The Wine: Biancoperso Orange 2020
Il Vinco Biancoperso Orange is a skin-contact natural wine (orange wine) made from a blend of Lazio indigenous varietals – Procanico, Rossetto, and Malvasia Bianca. The grapes are planted on volcanic soils in Montefiascone, near Lake Bolsena. The grapes are fermented spontaneously for 14 days with their skins in cement vats; the wine is aged in cement and steel tanks for about 6 months; bottled unfined, unfiltered, with minimal added sulfites. Great orange wine with notes of ripe white fruit and honeysuckle.
The Producer: Il Vinco
Il Vinco is a relatively new natural wine project started by three friends, Daniele Manoni, Marco Fucini, and Nicola Brenciaglia. Il Vinco is located in Montefiascone, Viterbo province, Lazio region. The estate is on the southern slopes of the volcanic Lago di Bolsena. One of the goals of the project was to work with native Canaiolo Nero grapes, indigenous to the area, a varietal used as a blending grape in the Chianti region but never made into mono-varietal wines. Il Vinco is part of a vibrant natural wine scene around Lake Bolsena – Le Coste and Andrea Occhipinti are also located in this area.
The Region: Lazio
Lazio, Latium in Latin, is located in Central Italy, its capital is Rome and is one of the biggest and most populous regions of Italy. Lazio was first inhabited by the Etruscans and then by the Latins and Romans. Lazio was always a wine producing region and borders with other historically important Italian wine regions - Tuscany (North), Campania (South), Umbria and Abruzzo (East).

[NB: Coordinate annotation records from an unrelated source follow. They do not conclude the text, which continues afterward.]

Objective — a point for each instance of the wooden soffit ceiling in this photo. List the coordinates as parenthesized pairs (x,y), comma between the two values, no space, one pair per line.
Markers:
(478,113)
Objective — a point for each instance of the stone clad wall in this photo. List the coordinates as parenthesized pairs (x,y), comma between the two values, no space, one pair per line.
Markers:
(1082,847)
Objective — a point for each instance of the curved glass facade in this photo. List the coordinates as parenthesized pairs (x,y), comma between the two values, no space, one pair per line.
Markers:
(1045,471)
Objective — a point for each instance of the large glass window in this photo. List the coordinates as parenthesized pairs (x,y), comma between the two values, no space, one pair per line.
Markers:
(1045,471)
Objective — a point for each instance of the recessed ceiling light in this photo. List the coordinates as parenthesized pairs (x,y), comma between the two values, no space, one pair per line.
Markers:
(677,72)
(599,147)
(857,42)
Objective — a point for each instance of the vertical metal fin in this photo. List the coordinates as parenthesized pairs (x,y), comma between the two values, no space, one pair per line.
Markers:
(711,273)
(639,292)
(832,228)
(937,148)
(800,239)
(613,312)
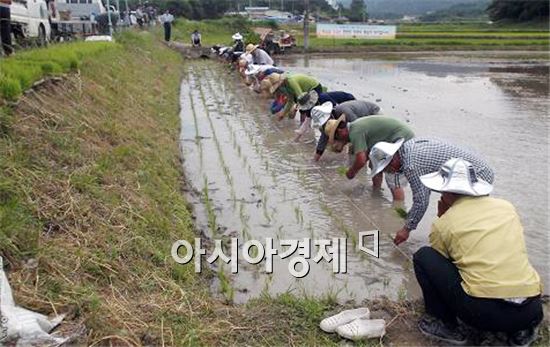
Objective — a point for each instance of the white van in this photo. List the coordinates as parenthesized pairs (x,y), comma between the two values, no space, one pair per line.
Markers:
(29,19)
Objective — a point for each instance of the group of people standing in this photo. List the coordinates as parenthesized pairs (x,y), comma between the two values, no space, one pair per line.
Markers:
(476,271)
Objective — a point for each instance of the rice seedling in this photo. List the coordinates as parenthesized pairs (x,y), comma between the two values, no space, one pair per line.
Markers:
(400,211)
(264,208)
(243,216)
(342,171)
(211,215)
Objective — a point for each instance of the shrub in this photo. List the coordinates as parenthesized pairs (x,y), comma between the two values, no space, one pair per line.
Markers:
(10,89)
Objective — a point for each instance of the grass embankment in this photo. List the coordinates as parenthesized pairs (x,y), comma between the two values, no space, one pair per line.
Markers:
(90,196)
(91,201)
(18,73)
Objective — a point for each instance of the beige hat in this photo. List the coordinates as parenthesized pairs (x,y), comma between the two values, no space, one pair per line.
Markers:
(276,81)
(265,85)
(242,63)
(321,114)
(251,48)
(457,176)
(382,153)
(331,126)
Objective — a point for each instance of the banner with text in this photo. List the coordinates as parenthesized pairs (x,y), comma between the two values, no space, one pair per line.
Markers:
(356,31)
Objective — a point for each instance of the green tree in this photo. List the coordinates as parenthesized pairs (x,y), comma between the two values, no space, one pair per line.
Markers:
(518,10)
(357,11)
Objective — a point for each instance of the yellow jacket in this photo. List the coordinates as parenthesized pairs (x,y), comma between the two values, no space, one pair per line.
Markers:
(483,237)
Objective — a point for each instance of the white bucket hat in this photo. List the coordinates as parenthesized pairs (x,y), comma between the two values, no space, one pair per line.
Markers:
(306,101)
(321,114)
(382,153)
(457,176)
(252,69)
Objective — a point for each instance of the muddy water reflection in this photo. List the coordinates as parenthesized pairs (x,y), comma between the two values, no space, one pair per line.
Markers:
(261,184)
(498,109)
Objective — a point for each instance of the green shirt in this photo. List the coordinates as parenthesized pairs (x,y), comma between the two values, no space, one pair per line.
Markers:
(367,131)
(294,86)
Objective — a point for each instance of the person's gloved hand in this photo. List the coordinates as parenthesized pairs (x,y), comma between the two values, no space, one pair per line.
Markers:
(401,236)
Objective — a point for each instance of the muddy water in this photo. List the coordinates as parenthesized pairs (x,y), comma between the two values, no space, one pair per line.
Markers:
(261,184)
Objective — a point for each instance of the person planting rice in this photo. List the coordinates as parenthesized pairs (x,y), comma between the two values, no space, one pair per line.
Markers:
(363,134)
(259,56)
(293,87)
(256,73)
(313,99)
(417,157)
(476,267)
(353,109)
(238,44)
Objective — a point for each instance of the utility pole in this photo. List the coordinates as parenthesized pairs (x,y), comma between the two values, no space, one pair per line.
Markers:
(127,17)
(306,25)
(109,18)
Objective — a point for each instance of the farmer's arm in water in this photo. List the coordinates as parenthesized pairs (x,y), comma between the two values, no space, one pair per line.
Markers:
(421,200)
(360,161)
(437,241)
(289,107)
(321,146)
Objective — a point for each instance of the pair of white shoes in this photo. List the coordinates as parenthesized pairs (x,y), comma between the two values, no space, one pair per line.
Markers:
(354,324)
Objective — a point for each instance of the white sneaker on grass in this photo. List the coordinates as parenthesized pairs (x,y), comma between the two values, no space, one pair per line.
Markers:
(362,329)
(330,324)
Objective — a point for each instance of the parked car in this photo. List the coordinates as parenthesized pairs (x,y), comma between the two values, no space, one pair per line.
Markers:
(276,42)
(29,21)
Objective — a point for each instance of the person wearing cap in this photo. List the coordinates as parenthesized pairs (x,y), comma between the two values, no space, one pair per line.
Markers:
(476,267)
(256,73)
(415,158)
(363,134)
(352,109)
(238,45)
(293,86)
(196,38)
(312,99)
(259,56)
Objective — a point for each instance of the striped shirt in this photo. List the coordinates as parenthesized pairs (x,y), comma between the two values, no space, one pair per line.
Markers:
(420,156)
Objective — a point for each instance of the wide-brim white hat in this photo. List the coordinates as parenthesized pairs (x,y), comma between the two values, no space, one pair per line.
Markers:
(308,100)
(252,70)
(457,176)
(382,153)
(321,114)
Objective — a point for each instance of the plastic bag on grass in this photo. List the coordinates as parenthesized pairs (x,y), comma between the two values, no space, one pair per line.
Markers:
(22,327)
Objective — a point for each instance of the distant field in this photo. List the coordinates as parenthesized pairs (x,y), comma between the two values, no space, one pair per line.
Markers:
(445,36)
(475,36)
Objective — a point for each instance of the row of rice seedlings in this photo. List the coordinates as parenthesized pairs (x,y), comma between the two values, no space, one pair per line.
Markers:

The Romans and the Roman Empire as a political and cultural entity had the biggest impact on the development of the region: trade, agriculture, technology, and also winemaking, where deeply influenced by the capital, Rome, known as "Caput Mundi" - the capital of the world. Falernian wine, the most famous wine of ancient Rome and perhaps ancient times, was produced from Aglianico grapes grown the border of Lazio and Campania.
However, after the Barbaric invasions and the fall of the Roman Empire, the region went through several centuries of underdevelopment and winemaking stopped being a central part of everyday life. After the unification of Italy, in 1961, when Rome became the capital of the newly formed nation state, winemaking was rediscovered in an attempt to reestablish the glory of the past.
The Terroir of Lazio
Lazio is a hilly region - Rome is famously built on the "Seven Hills of Rome". These are mostly hills of volcanic origin, which is an ideal characteristic for winemaking as we have seen for other wine regions - Soave, Etna, Taurasi, Sannio among many others.
Volcanic soils tend to be very well-drained and rich in nutrients such as potassium. In a similar way to the soils of Soave and Sannio, Lazio volcanic soils are conducive to growing excellent white grapes. Winds and cool breezes from the Tyrrhenian Sea, Lazio has a long coastline to the West, also play a factor in the region's viticulture, which benefits from relatively mild temperatures and good aeration and is protected to the East by the Apennines.
The White Wines of Lazio
Trebbiano and Malvasia di Candia are the local heroes, usually vinified in a style that prefers roundness and a certain chewiness combined with an off-dry profile. Nowadays things are somewhat different, also thanks to a plethora of natural winemakers who are embracing Lazio's indigenous varietals but are adopting a different winemaking approach.
Lazio's white wines are crisp, light, refreshing and low in alcohol, meant to be drunk young. Acidity is the main element, and winemakers have learned how to capitalize on Lazio's grapes high and yet well balanced natural acidity. Le Coste di Gradoli is one of the best examples of this natural renaissance, which also reinterpreted the ancient skin contact technique.
Some of the most popular whites are Frascati, Orvieto, Est! Est!! Est!!! di Montefiascone - a real hidden gem.
The Red Wines of Lazio
Red wines from Lazio are also going through a major renaissance thanks to natural winemakers. The most important grapes are Sangiovese, Cesanese, perhaps the most representative Lazio indigenous grape varietal, Aleatico Montepulciano, and Nero Buono di Cori. In Lazio, there are more than 200 hundred grape varietals and some of the red wines are field blends of mostly unknown grapes.
Some of the most popular are Cesanese del Piglio (or Piglio), which is the only Lazio DOCG, and Aleatico di Gradoli (a sweet wine) along with Sangiovese and other varietals common in Central Italy, Montepulciano, Sangiovese, Ciliegiolo, and Canaiolo.